While you're in the paint aisle, check out a handy little piece of plastic called a paint can collar. Slide one of these babies into an open can of paint and you'll never have to deal with paint dripping down the sides again.

Allen says the innovation he sees is in the increasing variety of plumbing options that are available. If your project allows you to use PVC pipe, it's much lighter and easier to install than copper or cast iron, but that's a building code issue that will vary by county. Something that's on the way is flexible aluminum-coated pipe with hand-fit compression fittings. It's from Canada, and it's a lot cheaper than copper pipes, he says.

"With cast iron, you had to melt lead and pour it into the joints," Carter says. Today, no-hub rubber clamps are available for the joints, which makes it easier for a plumber to use than PVC.

Keep in mind that using PVC for drain lines will be noisier than iron.
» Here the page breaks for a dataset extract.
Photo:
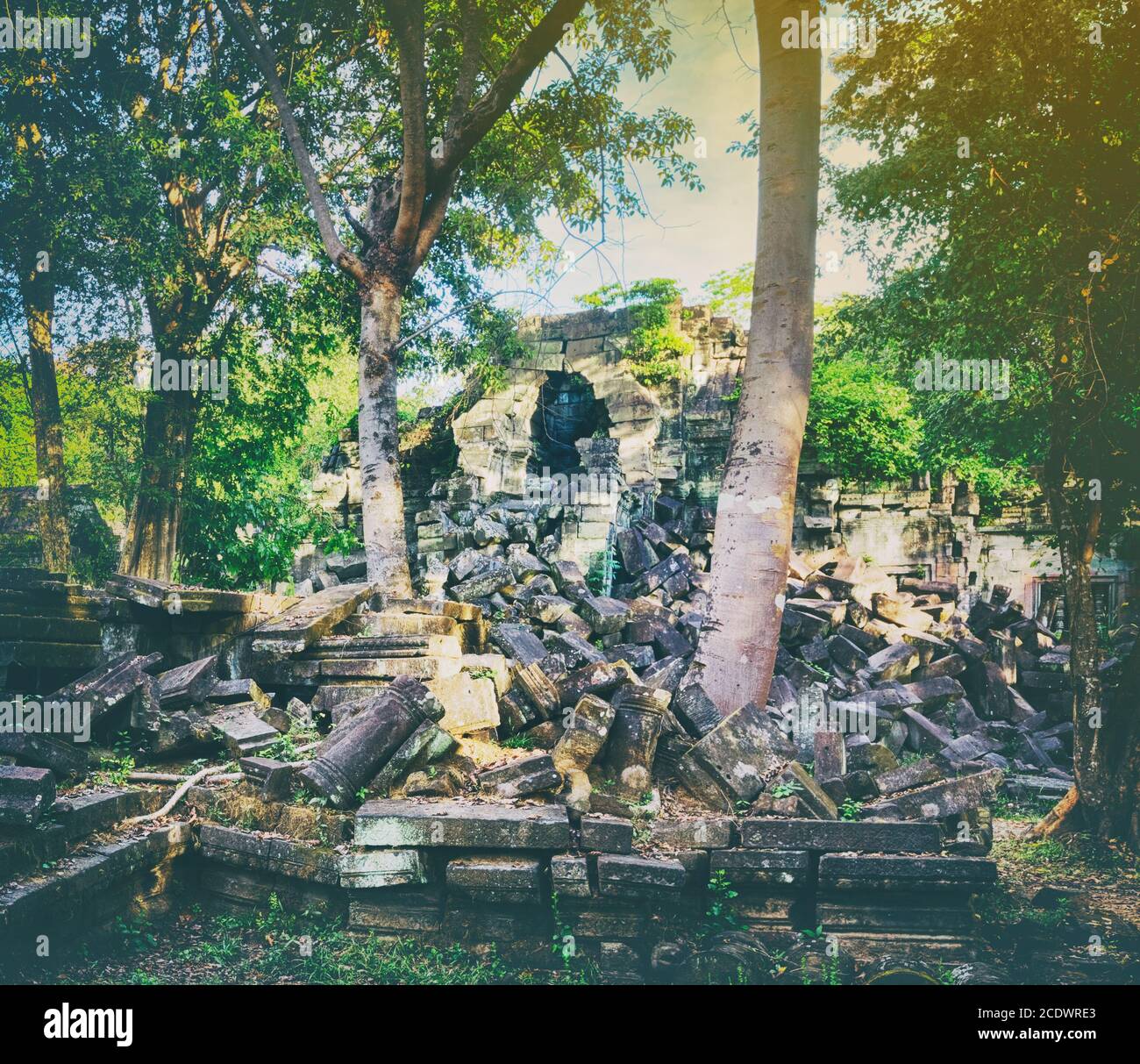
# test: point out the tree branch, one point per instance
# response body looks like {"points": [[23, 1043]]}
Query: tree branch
{"points": [[407, 18], [262, 55], [494, 103]]}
If you've ever heard water draining when someone flushes the toilet or drains the tub upstairs, it's because there's PVC pipes in the walls, Carter says.

One other cool item is the tub liner. If you don't want to replace your current tub, you can have a liner made to match. Along the same lines as a bed liner for a pick-up truck, it's a "grassroots business that's been growing very slowly," Allen says. The liners are very specific to the model and year of the tub. If you can get that information, you can get a liner made "that fits as good as you can possibly get it."

Exterior products
For the outside of the house, Allen has high praise for low-voltage exterior lighting. They add safety to stairways, they give homes great curb appeal, and because they're low-voltage, "you don't have to be an expert in electricity" to install them, he says. If you use solar-powered lights, you just stick them in the ground. The only drawback is that they're just as easy to pull out and thieves love them.
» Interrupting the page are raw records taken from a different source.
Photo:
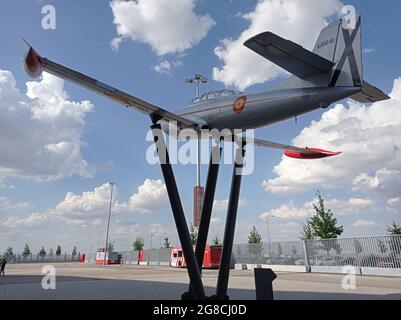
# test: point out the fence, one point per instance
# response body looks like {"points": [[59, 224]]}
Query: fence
{"points": [[36, 258], [152, 257], [363, 252], [282, 253]]}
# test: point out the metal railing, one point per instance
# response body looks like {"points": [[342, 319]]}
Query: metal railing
{"points": [[152, 257], [369, 252], [283, 253], [36, 258]]}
Doors and windows remain a big-ticket home improvement item, but they've improved from an insulation standpoint. While it's not new, consumers often overlook the potential savings available with windows with low-e glass. An ultra-thin metallic coating on the glass reflects heat, saving significant amounts of energy.

On a night when it's 0 degrees outside, the temperature inside a house with regular double-pane glass would be about 35 degrees. With soft coat low-e glass, it would be about 62 degrees, Carter says. If you put in windows for a second story or higher, make sure you get tilt-in windows. That way, you can clean them from the inside.
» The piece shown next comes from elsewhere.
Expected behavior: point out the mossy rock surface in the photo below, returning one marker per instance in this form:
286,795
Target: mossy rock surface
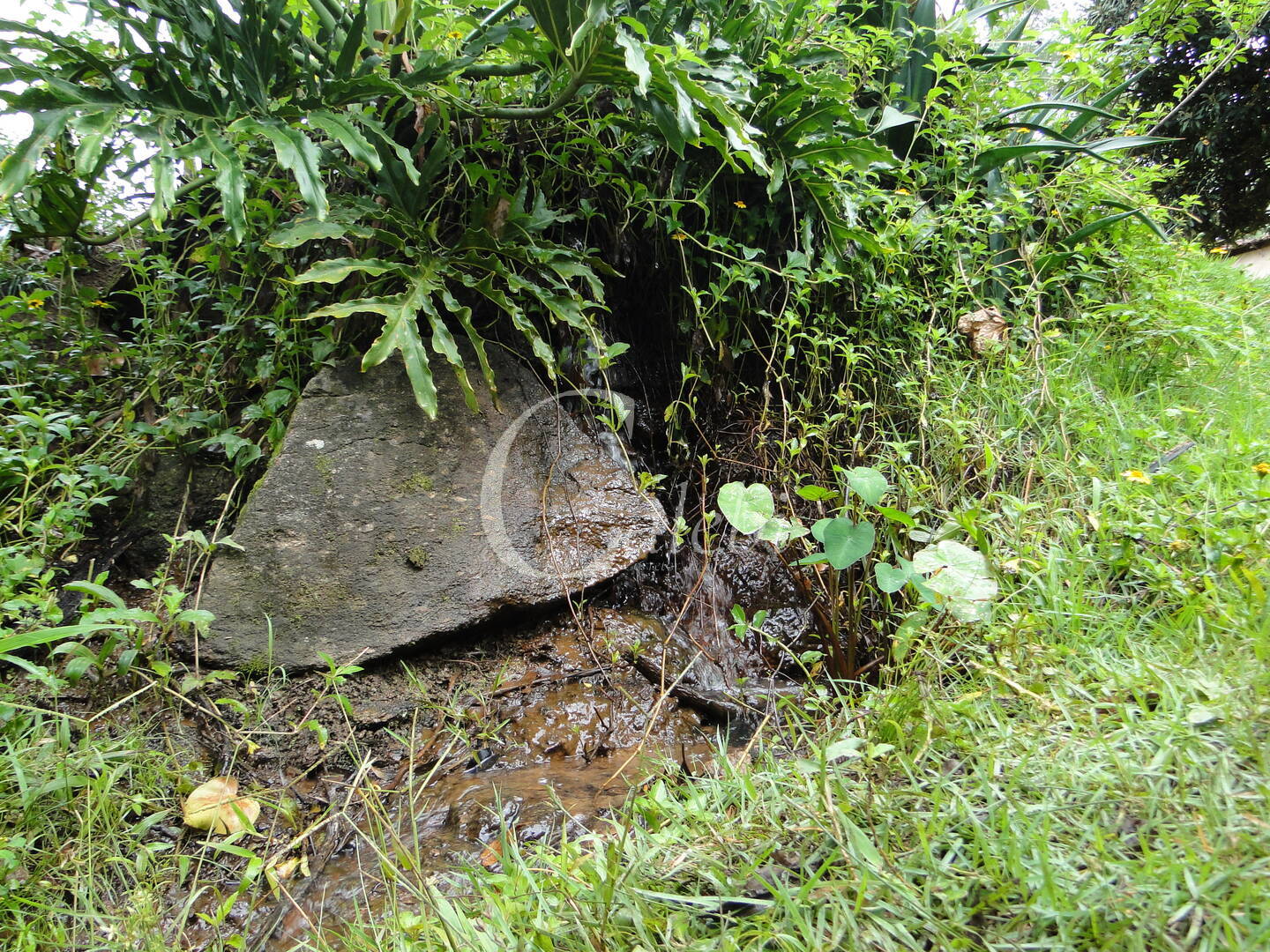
376,530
Neither Allen nor Carter is terribly impressed with the new engineered decking materials. They may last a long time, but they still don't look like wood, they say. There may be reasons to use them, though, especially if your deck will be subjected to a lot of sunlight or salt water spray.

Perennial favorites
Finally, while you're marveling over all the innovations, don't overlook the "oldies but goodies" that can make all the difference in the world. A simple plastic extender lets one person carry a 4X8 piece of drywall or tile board by himself.

Allen is particularly fond of the basin wrench, a tool designed for the times when you're lying on your back in a kitchen cabinet trying to get at the faucet. Designed to go behind sinks, it has a rotating head at 90 degrees to the handle.

"People say, 'Oh gosh, it's $15,'" Allen says. "It will save you banged up knuckles and years of hearing your son say the swear words you used. It's so much better to have the correct tool."